Nun verspürten die Unioner Lust auf eine neue Extremsportart: das Indoor-Mobbing. „Nichts, aber auch gar nichts, was sie getan haben, ist zu Ende gedacht“, warf der nach sechs Jahren Amtszeit entmachtete Bertram („ein Trauerspiel“) den Umstürzlern im Aufsichtsrat vor. Keinen der sieben Herren, spottete der gewiefte Demagoge, habe er je auf der Geschäftsstelle gesehen. Stattdessen hätten ihn die Räte durch „ehrabschneidende Darstellungen“ demontiert. „Ich wurde über sechs Jahre von den Mitgliedern des Vereins getragen“, tönte Bertram – bis ihn der Aufsichtsrat in schlimmster „Politbüro“-Manier geschasst hätte.

Die attackierten sieben gerieten in Wallung, unterstellten Bertram eine Club-Leitung nach Gutsherrenart. Dann ging es rund. Begriffe wie „Lügner“ oder „Halt’s Maul“ schossen durch die stickige Hallenluft. Phasenweise entwickelten die Mitglieder in Treptow mehr Kampfgeist als die Union-Profis in der 2. Liga.

Als sich Bertram bei seiner Selbstglorifizierung zu der Behauptung verstieg, sich als Präsident nie in die sportlichen Belange des Trainers eingemischt zu haben, kippte die Stimmung. Das ging selbst eingefleischten Bertramianern zu weit. Wie oft hatte sich der damalige Boss über Taktik und Mannschaftsaufstellung von Mirko Votava ausgelassen – zumeist negativ, dem Tabellenplatz entsprechend. Votavas drohender Rauswurf durch Bertram, den der Aufsichtsrat in letzter Sekunde per Dekret verhinderte – weil sonst rund 300 000 Euro Abfindung fällig geworden wären –, hatte letztlich zur Abberufung der Präsidenten und zur Vereinskrise geführt.

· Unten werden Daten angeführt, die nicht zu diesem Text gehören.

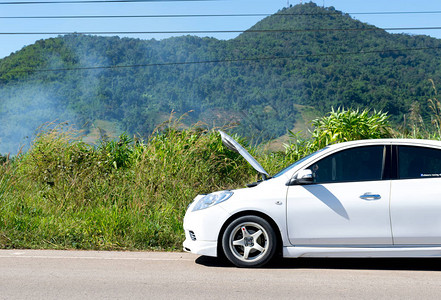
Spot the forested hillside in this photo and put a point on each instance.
(259, 79)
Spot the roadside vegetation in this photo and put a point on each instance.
(131, 194)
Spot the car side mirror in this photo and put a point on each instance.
(302, 177)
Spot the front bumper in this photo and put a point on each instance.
(202, 229)
(207, 248)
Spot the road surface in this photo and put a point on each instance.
(34, 274)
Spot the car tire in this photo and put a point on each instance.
(249, 241)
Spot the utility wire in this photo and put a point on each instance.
(114, 67)
(91, 1)
(224, 31)
(215, 15)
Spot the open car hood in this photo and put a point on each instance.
(231, 144)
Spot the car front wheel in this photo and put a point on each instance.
(249, 241)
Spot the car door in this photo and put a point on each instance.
(416, 196)
(348, 203)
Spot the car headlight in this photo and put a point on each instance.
(212, 199)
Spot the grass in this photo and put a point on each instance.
(121, 195)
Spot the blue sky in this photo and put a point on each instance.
(12, 43)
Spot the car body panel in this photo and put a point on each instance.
(340, 216)
(330, 220)
(416, 211)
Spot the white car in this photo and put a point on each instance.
(367, 198)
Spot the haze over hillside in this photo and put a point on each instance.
(264, 79)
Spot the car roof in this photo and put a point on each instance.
(409, 142)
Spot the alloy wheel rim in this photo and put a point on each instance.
(249, 241)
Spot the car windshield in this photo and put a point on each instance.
(290, 167)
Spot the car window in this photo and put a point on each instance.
(418, 162)
(356, 164)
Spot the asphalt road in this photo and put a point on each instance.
(33, 274)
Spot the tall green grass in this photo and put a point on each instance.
(132, 194)
(123, 194)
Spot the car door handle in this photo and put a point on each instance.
(370, 196)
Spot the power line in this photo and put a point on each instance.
(114, 67)
(224, 31)
(215, 15)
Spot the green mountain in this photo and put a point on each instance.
(258, 80)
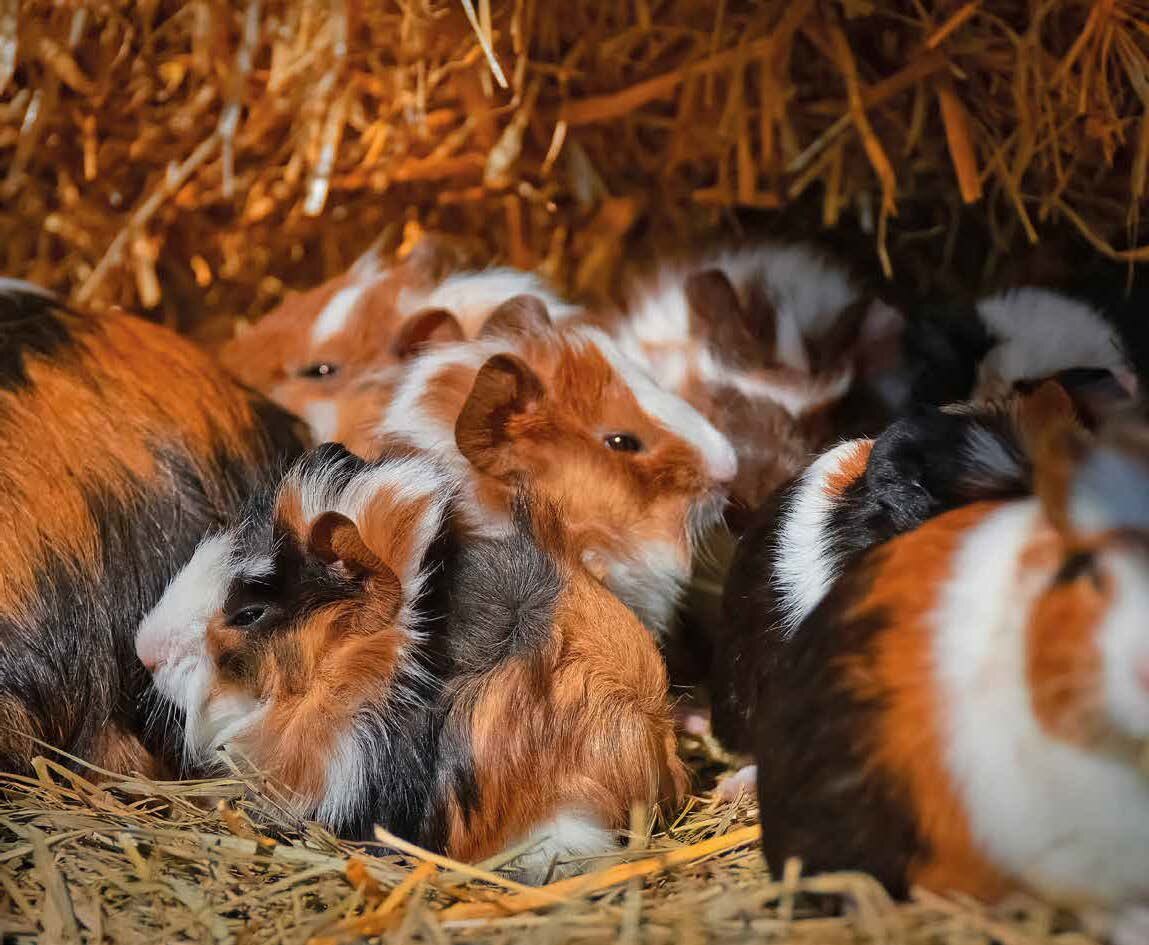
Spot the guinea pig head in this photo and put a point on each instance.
(637, 470)
(1088, 637)
(286, 635)
(309, 348)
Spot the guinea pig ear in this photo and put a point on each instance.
(517, 316)
(504, 389)
(423, 329)
(336, 540)
(718, 314)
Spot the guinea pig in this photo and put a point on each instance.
(968, 708)
(854, 498)
(123, 445)
(1019, 336)
(306, 352)
(637, 470)
(765, 342)
(468, 696)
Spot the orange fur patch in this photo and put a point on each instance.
(899, 671)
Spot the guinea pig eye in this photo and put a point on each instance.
(623, 443)
(319, 371)
(247, 615)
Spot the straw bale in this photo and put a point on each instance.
(198, 159)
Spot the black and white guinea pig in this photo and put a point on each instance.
(123, 445)
(469, 694)
(953, 353)
(968, 707)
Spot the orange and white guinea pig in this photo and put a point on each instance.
(765, 342)
(968, 707)
(309, 348)
(468, 697)
(637, 470)
(122, 445)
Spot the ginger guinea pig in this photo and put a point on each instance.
(637, 471)
(765, 342)
(306, 352)
(123, 445)
(968, 708)
(468, 698)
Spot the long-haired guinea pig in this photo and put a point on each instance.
(765, 342)
(468, 698)
(637, 470)
(968, 708)
(953, 352)
(309, 348)
(122, 445)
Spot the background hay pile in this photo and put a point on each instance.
(200, 156)
(197, 159)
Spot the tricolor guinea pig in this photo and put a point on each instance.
(123, 445)
(765, 342)
(470, 697)
(968, 707)
(637, 470)
(306, 352)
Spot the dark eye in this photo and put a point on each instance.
(623, 443)
(323, 369)
(247, 615)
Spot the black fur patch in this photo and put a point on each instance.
(820, 794)
(30, 324)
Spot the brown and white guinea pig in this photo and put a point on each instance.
(968, 708)
(853, 498)
(1015, 337)
(765, 342)
(307, 351)
(123, 445)
(638, 471)
(469, 698)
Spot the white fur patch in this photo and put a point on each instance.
(337, 313)
(806, 565)
(569, 836)
(472, 296)
(673, 413)
(1124, 640)
(322, 419)
(1041, 332)
(1069, 823)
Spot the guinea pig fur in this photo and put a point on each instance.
(123, 446)
(853, 498)
(635, 469)
(765, 342)
(306, 352)
(469, 698)
(1019, 336)
(965, 709)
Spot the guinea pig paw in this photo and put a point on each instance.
(742, 782)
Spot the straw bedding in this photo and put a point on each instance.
(198, 160)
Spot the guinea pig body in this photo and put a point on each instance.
(1019, 336)
(123, 445)
(968, 706)
(634, 468)
(307, 352)
(765, 342)
(467, 696)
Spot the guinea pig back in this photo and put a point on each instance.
(123, 445)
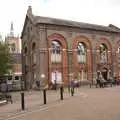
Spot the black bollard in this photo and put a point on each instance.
(44, 96)
(22, 101)
(61, 92)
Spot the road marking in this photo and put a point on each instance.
(24, 113)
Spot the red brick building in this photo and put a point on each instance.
(62, 50)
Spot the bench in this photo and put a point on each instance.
(101, 83)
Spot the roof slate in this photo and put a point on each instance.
(61, 22)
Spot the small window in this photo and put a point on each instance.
(16, 77)
(9, 77)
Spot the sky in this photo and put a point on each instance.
(102, 12)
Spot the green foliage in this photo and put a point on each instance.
(5, 59)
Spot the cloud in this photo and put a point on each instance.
(90, 11)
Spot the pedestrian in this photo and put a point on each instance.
(3, 89)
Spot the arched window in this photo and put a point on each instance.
(13, 47)
(25, 55)
(33, 53)
(56, 51)
(103, 53)
(81, 53)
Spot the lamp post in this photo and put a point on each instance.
(43, 79)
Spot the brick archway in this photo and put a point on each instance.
(63, 65)
(104, 41)
(107, 64)
(88, 65)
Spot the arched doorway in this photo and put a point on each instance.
(104, 73)
(82, 59)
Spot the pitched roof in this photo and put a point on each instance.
(61, 22)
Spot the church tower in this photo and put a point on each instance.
(12, 41)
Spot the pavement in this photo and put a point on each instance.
(86, 104)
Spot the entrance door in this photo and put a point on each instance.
(104, 74)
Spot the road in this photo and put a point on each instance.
(86, 104)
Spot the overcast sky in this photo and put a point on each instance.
(101, 12)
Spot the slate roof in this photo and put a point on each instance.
(61, 22)
(16, 58)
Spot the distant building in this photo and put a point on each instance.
(14, 48)
(61, 50)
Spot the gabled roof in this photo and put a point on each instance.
(60, 22)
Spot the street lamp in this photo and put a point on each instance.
(43, 79)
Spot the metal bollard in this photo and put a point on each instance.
(22, 101)
(72, 91)
(61, 92)
(44, 96)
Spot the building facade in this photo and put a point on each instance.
(13, 43)
(61, 50)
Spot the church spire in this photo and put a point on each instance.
(11, 30)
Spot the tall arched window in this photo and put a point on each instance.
(103, 53)
(81, 53)
(56, 51)
(33, 53)
(26, 55)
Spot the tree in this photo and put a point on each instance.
(5, 59)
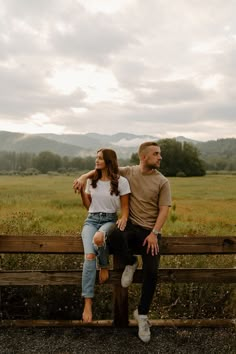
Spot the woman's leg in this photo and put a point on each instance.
(102, 250)
(89, 269)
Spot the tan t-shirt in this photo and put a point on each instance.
(148, 192)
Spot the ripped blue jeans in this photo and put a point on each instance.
(93, 223)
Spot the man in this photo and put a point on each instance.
(150, 200)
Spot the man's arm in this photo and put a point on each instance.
(80, 182)
(151, 240)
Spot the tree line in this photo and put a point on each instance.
(179, 159)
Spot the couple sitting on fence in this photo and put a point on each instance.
(143, 196)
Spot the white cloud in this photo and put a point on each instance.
(159, 68)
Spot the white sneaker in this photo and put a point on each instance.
(144, 332)
(128, 274)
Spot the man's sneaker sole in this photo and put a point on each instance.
(145, 337)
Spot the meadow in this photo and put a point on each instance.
(47, 205)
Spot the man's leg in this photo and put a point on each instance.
(118, 242)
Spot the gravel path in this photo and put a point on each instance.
(112, 340)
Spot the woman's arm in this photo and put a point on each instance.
(124, 206)
(80, 182)
(86, 198)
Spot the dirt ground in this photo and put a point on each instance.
(114, 340)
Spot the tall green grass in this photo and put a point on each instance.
(47, 205)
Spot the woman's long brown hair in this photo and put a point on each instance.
(111, 162)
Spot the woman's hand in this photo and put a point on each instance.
(79, 184)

Nun trat Bertram kräftig gegen diese wunde Stelle. Votava, den sein früherer Vorgesetzer im Auditorium offensichtlich übersehen hatte, verließ entrüstet die Treptower Arena. „Ich bin menschlich ein bisschen enttäuscht“, untertrieb der Coach.

Drinnen schwenkte Aufsichtsratschef Uwe Rade zu nicht minder unangenehmen Zahlen über: „Kurzfristig 180.000 Euro“ fehlten dem Verein. Im Dezember drohe ein gefährlicher Liquiditätsengpass. Eigentlich, so hieß es hinter den Kulissen, sollten diese Zahlen nicht publik werden, um den Verband als Lizenzgeber nicht hellhörig zu machen. Offenbar zückte Rade die roten Zahlen als letzten Trumpf gegen das alte Präsidium. Armin Friedrich, der zurückgetretene Schatzmeister aus der Bertram-Ära, rastete aus. „Ich werde Sie verklagen, bis Sie schwitzen“, brüllte der sonst so besonnene Oberfranke Rade an.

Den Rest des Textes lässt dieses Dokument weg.